GPT-4 is Coming Next Week – and It Will Be Multimodal, Says Microsoft Germany

Mar 10, 2023

Updated • Mar 10, 2023

Apps

Before you say not another GPT story, just take some time and read this one. I promise it's not another collaboration with Open AI’s ChatGPT. Although, I believe we’re yet to see more. The release of GPT-4 is in the pipeline, according to Andreas Braun, Microsoft Germany's CTO, at the AI kickoff event on the 9th of March 2023.

He went on to mention at the kickoff event that was held in German that GPT-4 would be coming next week. GPT-4 will be a multimodal model. Multimodal refers to using multiple modes or forms of communication, such as kinesthetic, tactile and auditory. In the context of technology, multimodal interfaces allow users to interact with the system using different modes of output and input, such as gesture, voice, touch, and text. Microsoft's fine-tuning of multi-modality no longer comes as a surprise since the release of Kosmos-1 at the beginning of March.

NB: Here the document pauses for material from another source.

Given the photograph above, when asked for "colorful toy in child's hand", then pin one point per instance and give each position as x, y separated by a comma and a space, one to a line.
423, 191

Large Language Models (LLM) are considered game changers because it teaches machines to understand natural language. With LLM, machines can now understand statistics and what was previously only read and understood by people. The technology basically works in any language. The system allows you to ask a question in another language and get an answer in a different language. Multimodality makes the model comprehensive.

Disruption and Losing Jobs

Some may be worried that this new technology will steal their jobs considering the massive layoffs Microsoft had early this year. Braun was joined by Marianne Janik, CEO of Microsoft Germany, in confirming that AI isn’t here to replace any jobs but instead is here to assist in doing repetitive tasks differently.

She recommends that companies should form “ competent centers” that can train and give clarity on using AI to ensure a smooth migration. She also mentioned that Microsoft doesn’t use any customer data to train their models.

Use Cases for GPT-4

Holger Kenn (Chief Technologist of Business Development AI and Emerging Technologies) and Clemens Siebler (Senior AI Specialist), both from Microsoft Germany, provided insight on AI’s practical uses.

Kenn explains that multimodal AI can not only translate text into images but can also translate it into music and video.
Siebler illustrated a case where this could be used in call centers, meaning the speech-to-text telephone calls could be recorded, and the agents would no longer need to summarise or type the content manually.
Siebler mentioned that AI won’t always be correct, so verifying all information is important. In terms of regulation, Microsoft Germany took a positive stance at the AI kickoff.